Re: The state of the heimdal project




> > Goal: 0.8. Here is a heimdal-0.8rc1.tar.gz. 0.8 will be due 20061031.
> > Test and report back until that date, or 0.8 will be as good/bad as
> > 0.8rc1.
> 
> But until all things that is on my list of putting into 0.8, what the  
> point ?

You did ask what's the point of going forward with 0.8 until all
things that are on your list which should go into 0.8 are done?

0.8 was just an example. Say 0.7.3 or whatever.

It really does not matter so much what features or bugfixes are on the
list of the programmer. The release manager sets a date. What is done
until that date is in release X. The rest will be in release X+1 or
X+2. If releases are scheduled regularely it is not so bad to wait
some extra month. The desperate ones can run snapshots anyway, can't
they? That way you get predictable release cycles towards the
packagers for distros. If you wait too long between releases,
the world (even known as OS releases) has changed very much and
the project will have a hard time to catch up the big step the
world has evolved.

> And what is diffrent in this compared to how I do this today ?

> http://www.stacken.kth.se/lists/heimdal-discuss/2005-08/msg00022.html

1. Announce the next release date much earlier, say 1/2 year in advance.

2. Make time between rc1 and release date longer that "in the beginning
of next week". It will take approx a month (it did).

3. Keep the announced release date. Rather cut the feature list than
miss the release date.
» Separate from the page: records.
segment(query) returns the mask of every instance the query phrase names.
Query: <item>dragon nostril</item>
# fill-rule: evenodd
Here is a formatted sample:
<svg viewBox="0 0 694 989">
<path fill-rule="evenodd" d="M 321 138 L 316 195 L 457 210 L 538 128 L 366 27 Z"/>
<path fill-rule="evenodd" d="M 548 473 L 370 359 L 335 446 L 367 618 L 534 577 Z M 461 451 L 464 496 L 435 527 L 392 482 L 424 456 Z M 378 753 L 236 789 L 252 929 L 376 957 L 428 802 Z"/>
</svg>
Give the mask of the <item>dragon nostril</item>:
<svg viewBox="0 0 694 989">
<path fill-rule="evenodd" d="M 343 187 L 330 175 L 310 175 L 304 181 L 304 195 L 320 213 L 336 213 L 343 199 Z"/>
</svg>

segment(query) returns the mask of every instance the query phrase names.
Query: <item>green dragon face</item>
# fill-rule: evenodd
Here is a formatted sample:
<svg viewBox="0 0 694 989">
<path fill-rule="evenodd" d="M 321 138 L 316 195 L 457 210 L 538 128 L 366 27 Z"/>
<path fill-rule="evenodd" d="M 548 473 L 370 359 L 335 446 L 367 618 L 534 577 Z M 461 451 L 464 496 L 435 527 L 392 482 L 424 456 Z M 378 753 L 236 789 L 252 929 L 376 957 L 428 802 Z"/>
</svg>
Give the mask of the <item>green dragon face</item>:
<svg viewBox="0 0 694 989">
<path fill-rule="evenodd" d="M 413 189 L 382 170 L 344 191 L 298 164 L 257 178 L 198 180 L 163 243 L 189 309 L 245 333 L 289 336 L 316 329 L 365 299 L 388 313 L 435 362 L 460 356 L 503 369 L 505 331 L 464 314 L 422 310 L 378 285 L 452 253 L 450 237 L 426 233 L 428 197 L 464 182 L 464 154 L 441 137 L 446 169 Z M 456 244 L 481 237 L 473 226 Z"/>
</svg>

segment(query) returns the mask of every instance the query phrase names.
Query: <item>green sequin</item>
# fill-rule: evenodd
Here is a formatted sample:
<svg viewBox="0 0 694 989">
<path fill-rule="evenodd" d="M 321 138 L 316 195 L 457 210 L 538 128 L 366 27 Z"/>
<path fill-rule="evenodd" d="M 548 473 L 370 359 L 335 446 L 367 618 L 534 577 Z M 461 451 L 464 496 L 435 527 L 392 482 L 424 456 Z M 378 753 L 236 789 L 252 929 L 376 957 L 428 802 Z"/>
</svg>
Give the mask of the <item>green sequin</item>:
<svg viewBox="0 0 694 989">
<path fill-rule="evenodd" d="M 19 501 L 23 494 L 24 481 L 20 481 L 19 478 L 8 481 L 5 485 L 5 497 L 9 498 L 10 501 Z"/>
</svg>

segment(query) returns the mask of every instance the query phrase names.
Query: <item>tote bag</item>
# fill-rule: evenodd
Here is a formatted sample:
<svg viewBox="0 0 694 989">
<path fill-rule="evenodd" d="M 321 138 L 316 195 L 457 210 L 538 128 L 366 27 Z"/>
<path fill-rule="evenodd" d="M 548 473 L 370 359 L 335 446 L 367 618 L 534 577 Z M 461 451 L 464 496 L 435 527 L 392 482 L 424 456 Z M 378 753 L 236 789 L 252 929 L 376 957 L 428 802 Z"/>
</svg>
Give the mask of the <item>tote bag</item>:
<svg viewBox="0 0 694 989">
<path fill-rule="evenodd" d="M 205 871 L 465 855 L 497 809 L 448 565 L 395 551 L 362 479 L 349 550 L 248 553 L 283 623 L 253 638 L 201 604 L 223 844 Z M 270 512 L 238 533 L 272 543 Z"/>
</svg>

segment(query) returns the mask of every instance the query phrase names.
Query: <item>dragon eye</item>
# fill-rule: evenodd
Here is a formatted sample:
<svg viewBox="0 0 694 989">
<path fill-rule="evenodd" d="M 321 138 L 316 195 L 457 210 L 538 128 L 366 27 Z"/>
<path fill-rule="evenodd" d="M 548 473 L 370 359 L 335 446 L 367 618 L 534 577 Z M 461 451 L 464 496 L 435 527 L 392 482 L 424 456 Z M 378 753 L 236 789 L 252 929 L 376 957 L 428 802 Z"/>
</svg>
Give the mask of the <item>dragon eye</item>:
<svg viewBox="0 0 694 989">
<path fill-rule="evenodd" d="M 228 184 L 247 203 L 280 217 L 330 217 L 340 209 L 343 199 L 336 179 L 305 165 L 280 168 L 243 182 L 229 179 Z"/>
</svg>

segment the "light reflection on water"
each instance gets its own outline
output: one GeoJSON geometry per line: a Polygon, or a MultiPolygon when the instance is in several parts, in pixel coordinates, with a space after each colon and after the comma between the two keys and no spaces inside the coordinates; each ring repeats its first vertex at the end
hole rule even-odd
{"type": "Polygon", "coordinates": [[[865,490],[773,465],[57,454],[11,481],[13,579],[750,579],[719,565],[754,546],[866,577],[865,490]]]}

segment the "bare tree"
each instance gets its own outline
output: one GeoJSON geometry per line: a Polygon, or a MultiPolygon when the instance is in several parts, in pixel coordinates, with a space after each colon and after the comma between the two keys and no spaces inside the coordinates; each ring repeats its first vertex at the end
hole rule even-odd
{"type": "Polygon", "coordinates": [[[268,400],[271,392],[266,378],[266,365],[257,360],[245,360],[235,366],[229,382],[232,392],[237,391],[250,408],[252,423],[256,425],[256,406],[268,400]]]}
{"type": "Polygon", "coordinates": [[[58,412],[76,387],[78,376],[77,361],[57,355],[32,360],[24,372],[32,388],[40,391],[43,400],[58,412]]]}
The exception to the rule is of course
showstopper security bugfixes/releases.

> 0.7.2 was a security release, I can't announce in public for testing  
> so I did it privately.

True.

Harald.

PS: This is just dumped from my head, if there are any insightful sites
    about release management on this Internet you know about, either
    for or against my theories, feel free to fill in.